O filme começa no início da Guerra Fria, na década de 1950. Um compositor polonês talentoso conduz um espetáculo que exalta a cultura local, em meio a um regime autoritário stalinista. Ao sentir suas liberdades minadas, opta por se mudar para a capitalista França, mas não quer fazê-lo sozinho, pois se encontra apaixonado por uma artista da peça. Ao contrário dele, ela é bem adaptada à realidade do país, não tendo motivos maiores para acompanhá-lo. A partir daí, a trama se desenvolve mostrando as idas e vindas do casal entre os dois polos, tentando fazer a relação – ou simplesmente a própria vida – funcionar.
É incrível como, neste processo, o roteiro de Pawlikowski se mantém politica e filosoficamente cético, o que é refletido pela abordagem áspera dos eventos. Enquanto a moça não consegue ser feliz em meio aos excessos (e carências) que encontra na França, o rapaz simplesmente não pode voltar para a Polônia. Mas os dois se amam intensamente, fazendo com que tentem se unir nas condições menos favoráveis. Com isso, a felicidade se torna muito breve – quase escassa – mas só possível quando estão juntos, tentando fazer o momento durar. A mesma, porém, vem acompanhada de uma dor constante causada por suas falhas, além de um vazio existencial muito grande. Isso tudo é realçado pela direção, com uma sonoplastia opaca e uma fotografia preto e branco bem demarcada. Também é particularmente interessante como este último aspecto consegue desenhar em tela características fundamentais dos dois sistemas econômicos retratados. Enquanto a Polônia é toda coberta pela luz, sendo completamente clara e uniforme, a França tem um aspecto mais low key, com sombras profundas e contrastantes.

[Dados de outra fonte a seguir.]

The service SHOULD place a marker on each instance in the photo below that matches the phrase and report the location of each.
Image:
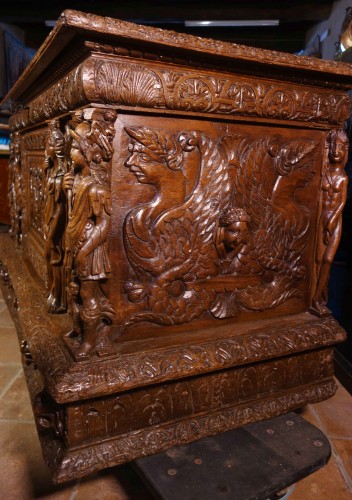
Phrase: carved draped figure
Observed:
(90, 201)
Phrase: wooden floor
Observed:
(24, 475)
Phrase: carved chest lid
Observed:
(76, 35)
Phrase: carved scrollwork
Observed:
(55, 217)
(194, 94)
(214, 250)
(132, 445)
(117, 81)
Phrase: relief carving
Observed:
(117, 81)
(212, 249)
(55, 217)
(15, 188)
(87, 187)
(333, 197)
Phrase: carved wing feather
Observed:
(196, 219)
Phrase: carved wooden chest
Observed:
(175, 208)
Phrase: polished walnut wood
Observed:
(175, 209)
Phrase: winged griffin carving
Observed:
(226, 228)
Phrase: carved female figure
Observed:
(232, 236)
(86, 234)
(334, 192)
(55, 217)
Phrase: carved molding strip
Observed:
(98, 80)
(141, 369)
(102, 418)
(150, 441)
(170, 38)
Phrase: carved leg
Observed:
(90, 315)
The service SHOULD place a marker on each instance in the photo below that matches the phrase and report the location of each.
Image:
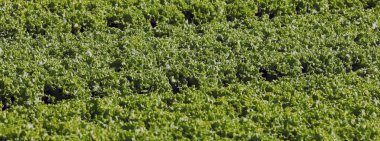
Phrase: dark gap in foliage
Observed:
(95, 93)
(138, 88)
(288, 135)
(113, 23)
(7, 105)
(259, 13)
(117, 65)
(175, 87)
(153, 23)
(76, 30)
(298, 9)
(189, 16)
(305, 68)
(53, 94)
(169, 101)
(46, 100)
(370, 5)
(147, 125)
(244, 112)
(272, 15)
(193, 82)
(356, 66)
(268, 77)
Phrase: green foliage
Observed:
(189, 70)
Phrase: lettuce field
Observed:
(190, 70)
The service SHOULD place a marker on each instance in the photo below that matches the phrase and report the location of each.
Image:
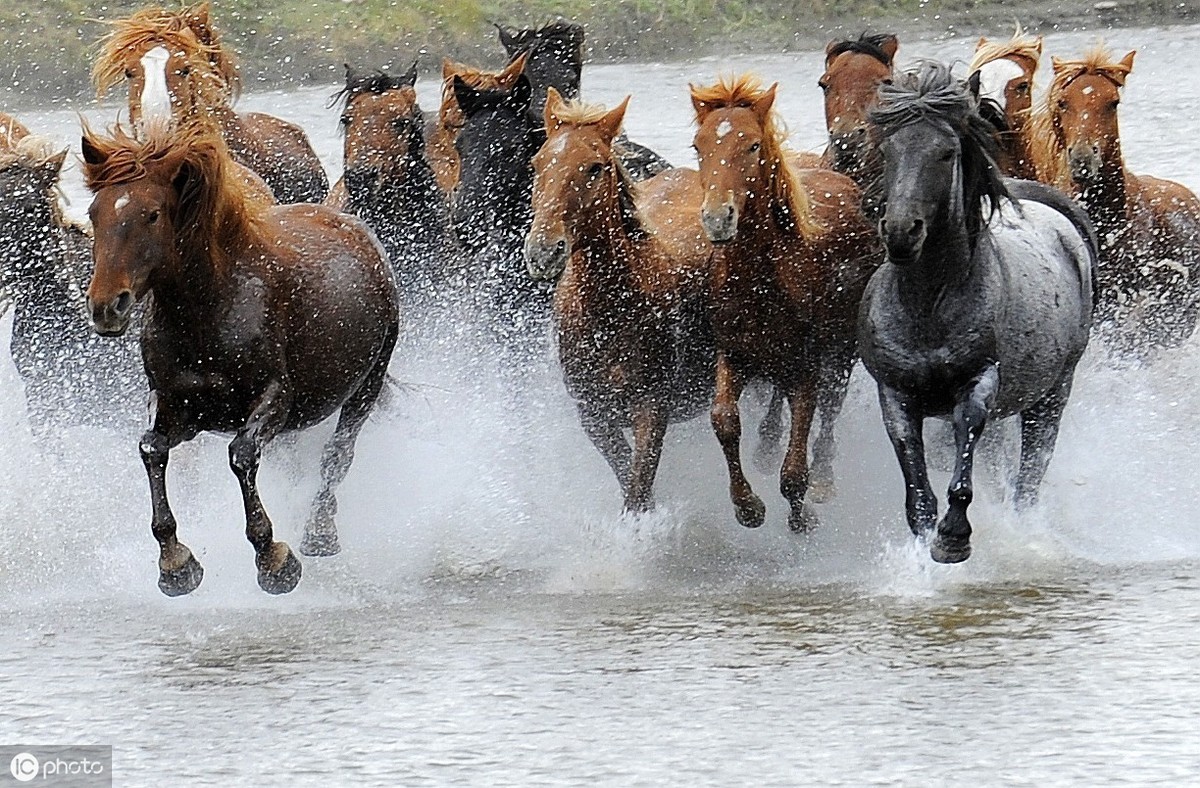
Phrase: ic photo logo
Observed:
(24, 767)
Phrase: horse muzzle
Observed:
(546, 260)
(720, 223)
(903, 238)
(112, 318)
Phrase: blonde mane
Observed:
(216, 212)
(790, 196)
(1050, 150)
(214, 76)
(1021, 44)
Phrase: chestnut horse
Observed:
(389, 184)
(1006, 72)
(177, 67)
(262, 319)
(792, 257)
(631, 302)
(855, 70)
(1149, 228)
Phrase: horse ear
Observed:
(550, 114)
(91, 152)
(697, 103)
(891, 44)
(1126, 67)
(466, 95)
(610, 125)
(762, 104)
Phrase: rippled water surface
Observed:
(492, 619)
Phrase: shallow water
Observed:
(493, 619)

Aliás, o poder de síntese de Pawlikowski é notável, constantemente montando quadros que capturam muito mais do que a cena textualmente precisaria. Um destaque é o plano em que ele filma todo um salão de festa através de um espelho onde o protagonista está encostado. Esse tipo de construção torna a obra robusta, além de extremamente elegante e eficiente. É uma intensificação da abordagem vista em Ida (2014), seu filme anterior, que também lida com o vazio existencial e contém uma visão crua da vida. Assim, percebemos um senso de continuidade na obra do autor, que não se evidencia só pela fotografia em preto e branco e de aspect ratio acadêmico (1.37:1).
Além da evolução de um grande artista, temos a introdução de uma nova com a fenomenal atuação da – até então pouco conhecida – Joanna Kulig. No papel da complexa Zula (a protagonista do filme), ela conseguiu convencer como uma pessoa performática (cantando e dançando), misteriosa e autenticamente cínica, tornando a personagem extremamente interessante. O resto do elenco, principalmente Tomasz Kot (o protagonista), entrega boas performances, mas o show aqui é de Kulig. É um trabalho que deveria ter recebido mais atenção durante a temporada de premiações.

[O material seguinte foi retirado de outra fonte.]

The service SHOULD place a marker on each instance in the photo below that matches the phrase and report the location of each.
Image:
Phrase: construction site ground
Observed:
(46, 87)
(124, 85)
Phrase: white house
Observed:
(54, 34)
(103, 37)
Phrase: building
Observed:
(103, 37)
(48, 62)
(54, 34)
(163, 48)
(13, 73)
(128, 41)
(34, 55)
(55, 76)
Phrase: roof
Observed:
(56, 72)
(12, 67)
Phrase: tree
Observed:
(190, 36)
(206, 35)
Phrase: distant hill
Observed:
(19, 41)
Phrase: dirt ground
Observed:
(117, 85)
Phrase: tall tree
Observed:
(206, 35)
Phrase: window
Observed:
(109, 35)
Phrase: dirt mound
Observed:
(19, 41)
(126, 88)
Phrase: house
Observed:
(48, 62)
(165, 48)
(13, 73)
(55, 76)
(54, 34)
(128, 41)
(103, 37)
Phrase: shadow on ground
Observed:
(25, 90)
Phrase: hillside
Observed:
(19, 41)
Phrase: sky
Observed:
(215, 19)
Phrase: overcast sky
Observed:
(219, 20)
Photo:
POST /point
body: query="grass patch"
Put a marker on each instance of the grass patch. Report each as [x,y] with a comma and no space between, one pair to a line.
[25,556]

Felizmente, a Academia conseguiu reconhecer o longa em três categorias importantes (Filme Estrangeiro, Direção e Fotografia), mas Guerra Fria merecia muito mais destaque, já que é uma das melhores (se não a melhor) realizações de 2018. É um filme que, alegoricamente, consegue falar de temas relevantes sem fazer nenhuma concessão, além de esbanjar elegância, técnica e puro saber cinematográfico. Guerra Fria é o tipo de filme que faz o cinema valer a pena.